The sparse post-GI routine seems to assume that n_d is a scalar count, but in Case 1 the toolkit interface allows n_d to be a vector describing multiple discrete decision dimensions.

In ValueFnIter_postGI_sparse_raw.m, the problematic lines are currently:

[Vtempii,maxindexL2]=max(reshape(entireRHS_ii_z,[n_d*n2long,n_a]),[],1);
[maxindexL2_d, maxindexL2_a] = ind2sub([n_d,n2long],maxindexL2);

If n_d = [n_l,n_e], then:

  • n_d*n2long is not the intended scalar prod(n_d)*n2long
  • ind2sub([n_d,n2long],...) is also inconsistent with the flattened first dimension returned by the return-matrix constructor

The routine should instead use:

  • N_d = prod(n_d)

because the first dimension of the return object is the flattened discrete-choice dimension.

Why this seems to be the right interpretation

Earlier in the same routine, the code calls:

ReturnMatrix_ii_z = CreateReturnFnMatrix_Case1_Disc_DC1_Par2(ReturnFn, n_d, special_n_z, d_gridvals, aprime_ii, a_gridvals, z_val, ReturnFnParamsVec,1);

and the comments indicate that ReturnMatrix_ii_z is of size:

(N_d,n2long,n_a)

So downstream reshaping/indexing should be based on N_d = prod(n_d), not on the vector n_d itself.

Minimal patch proposal

In ValueFnIter_postGI_sparse_raw.m:

  1. Define
N_d = prod(n_d);
  1. Replace
[Vtempii,maxindexL2]=max(reshape(entireRHS_ii_z,[n_d*n2long,n_a]),[],1);

with

[Vtempii,maxindexL2]=max(reshape(entireRHS_ii_z,[N_d*n2long,N_a]),[],1);
  1. Replace
[maxindexL2_d, maxindexL2_a] = ind2sub([n_d,n2long],maxindexL2);

with

[maxindexL2_d, maxindexL2_a] = ind2sub([N_d,n2long],maxindexL2);
  1. Optional consistency cleanup:
midpoint=max(min(maxindex,N_a-1),2);

instead of mixing n_a and N_a in that line.

Additional note on lowmemory

I also checked whether vfoptions.lowmemory=1 meaningfully reduces memory use in the gridinterplayer=1 path.

My reading of the code is:

  • lowmemory=1 does reduce memory use in the return-matrix construction stage by looping over z
  • but in ValueFnIter_Refine_postGI_raw.m, the main post-GI iteration still constructs large interpolation objects such as EVpre, EVinterp, and entireRHS, so peak memory can remain very high

So the reshape error above appears separate from the memory issue.

Reproducibility context

Model-side setup:

  • endogenous state: a
  • exogenous state: z = (eps, theta, age)
  • discrete decision block: d = (l,e)
  • hence n_d = [n_l,n_e]

This is a standard Case 1 use in which there are multiple discrete decision dimensions stacked into d_grid.

Question

Is the intended behavior that ValueFnIter_postGI_sparse_raw.m should support vector-valued n_d the same way the rest of Case 1 does?

If yes, then the patch above seems like the minimal fix.

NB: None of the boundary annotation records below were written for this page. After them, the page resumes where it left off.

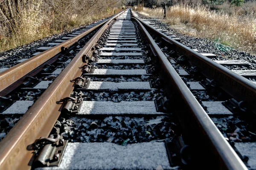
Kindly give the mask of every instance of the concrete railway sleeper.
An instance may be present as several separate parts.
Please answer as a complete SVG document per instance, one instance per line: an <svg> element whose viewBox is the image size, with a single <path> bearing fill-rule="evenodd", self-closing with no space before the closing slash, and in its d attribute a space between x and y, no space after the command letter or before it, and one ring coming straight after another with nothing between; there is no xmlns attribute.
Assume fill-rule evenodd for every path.
<svg viewBox="0 0 256 170"><path fill-rule="evenodd" d="M0 169L247 169L191 91L201 86L184 82L159 33L131 13L107 21L53 81L29 88L46 90L18 103L32 105L0 142ZM180 45L173 39L164 40Z"/></svg>

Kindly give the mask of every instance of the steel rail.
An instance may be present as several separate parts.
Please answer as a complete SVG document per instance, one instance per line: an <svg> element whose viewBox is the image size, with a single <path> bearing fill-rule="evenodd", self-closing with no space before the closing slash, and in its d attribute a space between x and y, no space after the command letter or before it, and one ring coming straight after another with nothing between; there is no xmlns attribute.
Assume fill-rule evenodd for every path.
<svg viewBox="0 0 256 170"><path fill-rule="evenodd" d="M214 166L217 167L215 169L247 169L172 66L141 21L136 18L132 18L138 23L145 38L152 45L154 54L157 54L159 59L157 60L157 65L160 67L158 71L160 77L166 80L166 89L169 97L171 100L172 98L174 103L171 105L172 108L176 109L175 112L182 122L183 128L186 129L186 131L184 137L188 138L188 136L189 136L188 138L190 141L192 139L200 139L194 140L190 144L200 148L204 147L205 150L209 151L208 155L212 154L211 159L215 160L216 164ZM183 108L181 109L181 106ZM186 108L185 111L183 110L184 108ZM204 156L208 157L208 155Z"/></svg>
<svg viewBox="0 0 256 170"><path fill-rule="evenodd" d="M163 37L172 45L180 55L187 57L192 66L196 66L199 71L210 79L214 79L218 86L228 93L239 102L243 101L247 106L256 113L256 85L247 79L234 73L223 65L215 62L196 51L172 39L151 26L137 18L147 29Z"/></svg>
<svg viewBox="0 0 256 170"><path fill-rule="evenodd" d="M69 96L74 89L71 82L81 76L84 55L92 54L92 48L108 26L124 11L112 17L104 24L72 60L40 97L26 113L0 142L0 169L30 169L33 150L29 146L41 137L49 136L63 107L57 101Z"/></svg>
<svg viewBox="0 0 256 170"><path fill-rule="evenodd" d="M78 34L70 39L61 43L52 48L28 59L0 73L0 95L4 96L8 92L17 88L13 84L24 76L32 76L28 75L29 73L43 66L47 61L58 54L63 49L67 49L72 45L79 40L90 34L95 29L102 26L108 20L102 23ZM12 86L11 86L12 85ZM8 90L6 90L8 88Z"/></svg>

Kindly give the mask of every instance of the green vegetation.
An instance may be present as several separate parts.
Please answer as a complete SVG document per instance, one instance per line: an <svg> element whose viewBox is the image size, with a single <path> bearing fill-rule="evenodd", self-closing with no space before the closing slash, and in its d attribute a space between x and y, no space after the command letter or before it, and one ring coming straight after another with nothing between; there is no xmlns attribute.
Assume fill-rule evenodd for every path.
<svg viewBox="0 0 256 170"><path fill-rule="evenodd" d="M119 11L120 0L0 0L0 51Z"/></svg>

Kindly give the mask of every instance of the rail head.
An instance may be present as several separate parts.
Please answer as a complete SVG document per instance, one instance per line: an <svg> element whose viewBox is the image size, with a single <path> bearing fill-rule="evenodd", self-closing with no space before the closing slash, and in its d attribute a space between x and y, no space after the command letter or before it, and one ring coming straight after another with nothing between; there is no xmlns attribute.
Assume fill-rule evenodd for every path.
<svg viewBox="0 0 256 170"><path fill-rule="evenodd" d="M87 31L0 73L0 95L4 96L6 95L9 92L17 88L13 85L15 82L23 77L27 76L28 74L33 71L35 68L44 65L55 56L62 51L63 49L68 48L79 40L99 28L109 20L106 20Z"/></svg>
<svg viewBox="0 0 256 170"><path fill-rule="evenodd" d="M0 169L31 168L33 150L27 147L36 140L49 136L61 113L62 105L57 102L70 96L74 89L70 80L81 76L79 68L86 64L83 62L82 57L91 54L91 47L109 24L123 12L112 17L98 31L0 142Z"/></svg>
<svg viewBox="0 0 256 170"><path fill-rule="evenodd" d="M176 102L173 106L177 107L177 106L183 105L186 106L188 108L187 112L183 111L181 113L179 112L179 109L178 108L177 113L181 122L183 121L183 119L187 119L183 122L183 124L194 122L192 124L192 126L185 128L187 128L186 130L188 128L189 133L191 133L189 135L190 135L190 137L192 138L198 137L203 140L202 143L199 143L204 146L207 146L208 149L211 150L212 154L217 156L215 159L220 164L219 168L221 169L247 170L246 166L221 134L154 41L141 21L135 17L133 18L139 25L145 35L146 38L152 45L159 59L159 64L160 67L159 70L161 70L160 74L163 78L168 80L166 85L166 90L168 95L171 97L175 97L175 100ZM175 94L178 94L178 95L174 96L173 94L174 94L174 91L175 92ZM193 135L192 135L192 134Z"/></svg>
<svg viewBox="0 0 256 170"><path fill-rule="evenodd" d="M243 101L250 110L256 113L256 84L247 79L234 73L200 53L195 51L182 43L173 40L152 26L135 17L142 24L158 36L164 37L180 56L187 57L188 62L196 66L207 77L214 79L221 88L238 101Z"/></svg>

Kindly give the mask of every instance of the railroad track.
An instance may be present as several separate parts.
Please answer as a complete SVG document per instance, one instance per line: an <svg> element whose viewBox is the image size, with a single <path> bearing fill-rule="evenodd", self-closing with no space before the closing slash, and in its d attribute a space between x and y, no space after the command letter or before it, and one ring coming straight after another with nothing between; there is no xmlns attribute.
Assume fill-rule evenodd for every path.
<svg viewBox="0 0 256 170"><path fill-rule="evenodd" d="M44 91L38 99L32 98L35 103L0 143L1 169L58 165L39 169L247 169L244 162L253 156L243 157L242 150L236 153L237 144L229 144L227 133L213 122L218 118L211 114L226 109L239 120L245 110L247 117L253 118L253 83L208 59L210 54L190 49L131 14L128 10L115 16L117 20L103 21L69 63L62 62L59 67L65 68L58 76L52 78L54 69L45 74L38 69L33 76L40 75L40 84L23 86L19 96L17 91L12 96L20 97L16 99L22 102L21 107L17 109L16 102L9 101L3 107L4 113L20 113L33 104L24 99L28 92L24 92ZM63 44L59 48L71 48ZM70 55L67 52L63 57ZM24 82L37 66L23 74L16 72L28 63L0 74L1 80L8 80L0 81L2 96L14 93L16 88L9 87L23 77L19 86L35 84L33 78ZM187 71L181 69L184 66ZM201 84L194 81L198 76ZM210 91L233 98L226 104L234 109L230 111L212 100L200 101L198 94ZM230 105L236 104L236 108ZM250 163L247 165L253 168Z"/></svg>

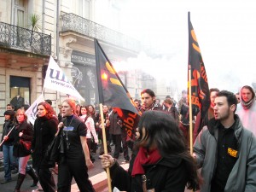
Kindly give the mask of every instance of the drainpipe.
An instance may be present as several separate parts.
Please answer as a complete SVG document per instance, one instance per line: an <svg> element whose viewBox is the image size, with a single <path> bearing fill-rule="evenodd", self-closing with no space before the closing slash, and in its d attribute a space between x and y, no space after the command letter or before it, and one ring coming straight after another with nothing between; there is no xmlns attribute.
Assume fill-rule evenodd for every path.
<svg viewBox="0 0 256 192"><path fill-rule="evenodd" d="M60 0L57 0L57 8L56 8L56 56L57 61L59 61L59 49L60 49L60 44L59 44L59 38L60 38L60 29L59 29L59 24L60 24Z"/></svg>
<svg viewBox="0 0 256 192"><path fill-rule="evenodd" d="M44 33L45 0L43 0L42 33Z"/></svg>
<svg viewBox="0 0 256 192"><path fill-rule="evenodd" d="M60 39L60 29L59 29L59 24L60 24L60 0L57 0L57 7L56 7L56 56L57 56L57 63L60 65L60 58L59 58L59 50L60 50L60 44L59 44L59 39ZM56 109L57 111L57 106L61 102L61 95L59 91L56 91L56 101L58 101L58 103L55 103Z"/></svg>

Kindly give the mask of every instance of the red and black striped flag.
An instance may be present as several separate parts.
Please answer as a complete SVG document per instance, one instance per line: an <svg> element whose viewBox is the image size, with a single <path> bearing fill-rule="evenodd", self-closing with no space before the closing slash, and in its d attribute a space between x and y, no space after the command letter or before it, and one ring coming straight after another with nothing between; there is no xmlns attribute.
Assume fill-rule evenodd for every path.
<svg viewBox="0 0 256 192"><path fill-rule="evenodd" d="M99 102L117 108L117 113L123 120L123 127L128 136L133 138L140 113L98 41L95 39L94 42Z"/></svg>
<svg viewBox="0 0 256 192"><path fill-rule="evenodd" d="M189 69L191 69L191 102L193 108L198 107L201 109L201 117L204 117L211 102L208 80L201 49L190 21L189 12L188 14L188 20Z"/></svg>

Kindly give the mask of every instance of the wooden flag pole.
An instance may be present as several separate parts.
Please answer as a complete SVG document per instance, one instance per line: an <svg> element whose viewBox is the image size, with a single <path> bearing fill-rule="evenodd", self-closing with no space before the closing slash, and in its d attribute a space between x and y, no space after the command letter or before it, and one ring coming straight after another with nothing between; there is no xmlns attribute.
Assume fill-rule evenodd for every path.
<svg viewBox="0 0 256 192"><path fill-rule="evenodd" d="M108 154L108 148L107 148L107 139L106 139L106 131L104 125L104 116L103 116L103 106L102 103L100 103L100 113L101 113L101 119L102 119L102 138L103 138L103 148L104 148L104 154ZM106 168L107 172L107 178L108 178L108 191L112 192L112 186L111 186L111 177L110 177L110 172L109 167Z"/></svg>
<svg viewBox="0 0 256 192"><path fill-rule="evenodd" d="M191 66L189 65L189 147L193 154L193 122L192 122L192 101L191 101Z"/></svg>
<svg viewBox="0 0 256 192"><path fill-rule="evenodd" d="M9 131L9 133L6 135L7 137L9 137L9 135L11 133L11 131L13 131L13 130L15 129L15 125L13 126L13 128ZM3 143L5 142L5 140L3 139L3 142L0 143L0 147L3 145Z"/></svg>

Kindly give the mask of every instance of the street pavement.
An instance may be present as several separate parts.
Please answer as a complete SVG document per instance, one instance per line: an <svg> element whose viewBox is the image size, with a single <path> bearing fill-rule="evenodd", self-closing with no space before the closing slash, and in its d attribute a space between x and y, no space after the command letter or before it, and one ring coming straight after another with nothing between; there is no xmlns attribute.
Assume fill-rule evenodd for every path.
<svg viewBox="0 0 256 192"><path fill-rule="evenodd" d="M113 151L113 147L112 147ZM131 151L130 151L131 154ZM0 160L1 156L3 155L2 152L0 152ZM99 180L102 181L103 177L106 178L107 173L102 168L101 160L98 158L99 154L94 154L93 156L96 159L96 161L94 162L94 167L90 169L88 172L90 179L91 180L92 183L95 185L99 183ZM122 162L125 160L124 155L120 154L119 158L118 160L119 164L122 164ZM1 165L3 166L3 165ZM126 164L126 166L128 167L128 164ZM55 181L55 183L57 183L57 175L53 173L54 178ZM15 190L15 187L16 184L18 174L12 174L12 181L4 184L0 183L0 192L13 192ZM0 180L3 180L4 178L4 172L3 169L1 169L0 172ZM104 181L102 181L102 183L101 183L101 186L96 186L97 188L96 192L107 192L108 191L108 186L107 186L107 181L106 179ZM33 189L36 189L37 187L31 188L30 185L32 183L32 179L30 176L26 175L24 183L21 185L20 191L21 192L31 192ZM72 181L72 191L71 192L79 192L78 187L76 185L76 183L74 179Z"/></svg>
<svg viewBox="0 0 256 192"><path fill-rule="evenodd" d="M1 135L1 134L0 134ZM114 147L112 146L112 151L113 152ZM98 149L99 151L99 149ZM98 152L97 151L97 152ZM129 149L129 154L131 154L131 152ZM102 168L101 160L98 158L99 154L94 154L93 156L96 159L96 161L94 162L94 167L90 169L88 171L88 174L90 177L90 180L92 182L94 188L96 189L96 192L108 192L108 181L107 181L107 173ZM131 155L130 155L131 156ZM0 152L0 161L3 161L3 153ZM125 160L124 155L120 154L119 158L118 160L118 162L125 168L128 169L129 164L124 164L123 161ZM1 165L2 168L0 169L0 180L3 180L4 178L4 172L3 169L3 165ZM57 183L57 178L58 176L55 173L53 173L55 183ZM12 181L4 184L0 183L0 192L13 192L15 190L15 187L16 184L18 174L12 174ZM32 192L38 189L38 187L30 187L30 185L32 183L32 179L30 177L30 176L26 176L22 185L20 188L21 192ZM75 180L73 179L72 181L72 189L71 192L79 192L79 189L76 185ZM185 190L184 192L189 192L191 190Z"/></svg>

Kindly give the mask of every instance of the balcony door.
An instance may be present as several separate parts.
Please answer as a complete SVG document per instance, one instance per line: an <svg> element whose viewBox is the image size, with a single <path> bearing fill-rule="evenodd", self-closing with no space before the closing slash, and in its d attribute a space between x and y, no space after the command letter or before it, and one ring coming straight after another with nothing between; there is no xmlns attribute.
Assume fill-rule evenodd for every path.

If not, it would help to document that the sparse post-GI path currently only supports scalar n_d.

Regarding this problem, I’ve proposed a number of patches to this problem, many of which have been accepted. Fixing this will just be a case of extending the logic of not naively creating these variables before lowmemory has had its say.

1 Like

Actually my post deals with two issues at the same time (which is maybe not a good idea).

The most urgent one is that the function gives an error message, which signals a bug.

The secondary issue is that the grid interp layer codes are too memory intensive, even with lowmemory=1.

To provide context, my machine has 16 GB of GPU RAM, which is not small.
Are you sure your changes have been merged into the toolkit? As far as I understand, the lowmemory=1 option does not seem to reduce peak memory usage with gridinterplayer and refine. I checked in my task manager and peak memory usage was hitting the 16 GB of RAM.
The reason is that lowmemory=1 loops over z in the construction of the return function (good) but then does NOT loop over z in the memory-intensive vfi with interpolation. I would consider NOT precomputing the big return array when lowmemory=1.

Context information on the model.
Based on Bruggeman (AEJ:Macro 2021), Higher Taxes at the top: the role of entrepreneurs. In terms of grid sizes, the only change is that I have N_z=9×11+1=100, but I have a small n_d=[6,3].

My changes have been in other areas (experience assets), but solving the same problems. The bulk of my changes are being reviewed now but I think some others are already in.

1 Like